Rentenkürzungen
Rentner gehen komplett leer aus
Leserbrief zu „Zwingendes Sozial- Moratorium“ v. 26.2.2024 v. Frau Heike Göbel
Für die Finanzierung der Bundeswehr will Minister Lindner nach Auslaufen des Sondervermögens im
Bundeshaushalt 2025 ein Zeichen setzen. U.a. fordert er ein dreijähriges Sozial- Moratorium für neue
Sozialausgaben. Daraus schließt Frau Göbel zwingend, dass sowohl die Kindergrundsicherung
gestoppt werden müsste, als auch die Haltelinie beim Rentenniveau in Höhe von 48 % nicht über
2025 hinaus verlängert werden dürfte.
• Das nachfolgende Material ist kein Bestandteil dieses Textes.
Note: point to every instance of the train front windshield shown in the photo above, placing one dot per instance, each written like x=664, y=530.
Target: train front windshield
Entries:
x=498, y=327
Für sie ist das eine „maßvolle Verkleinerung des sozialen
Netzes“. Zudem würden beide Vorhaben ja die gewünschten neuen Prioritäten in der Verteidigung
konterkarieren. Aus Rentnersicht heißt das, dass ich mit den Kürzungen meiner Rente über die
bestehenden 9 % hinaus (das ist die bereits existierende Absenkung des Rentenniveaus) ab 2026
weitere Rentenkürzungen akzeptieren soll, nicht nur wegen der demografischen Entwicklung, wie
bisher immer argumentiert wurde, sondern jetzt zusätzlich um den steigenden Wehretat
mitzufinanzieren. Das wird vor allem viele Millionen Rentnerinnen und Rentner im
Einkommensbereich der Armutsgefährdung empfindlich treffen. Zudem würden dadurch mehrere
Millionen Rentner sehr schnell den Gegenwert in Höhe von ca. 50 Euro Rentenanteil verlieren, den
sie heute für eineinhalb Jahre abgeleistete Wehrpflicht erhalten (mein Wehrsold hatte damals 69 DM
im Monat betragen!). Mit diesem eingesparten Geld soll dann also die „vernachlässigte staatliche
Kernaufgabe des Schutzes der äußeren Sicherheit“ erschlossen werden, um Frau Göbel zu zitieren.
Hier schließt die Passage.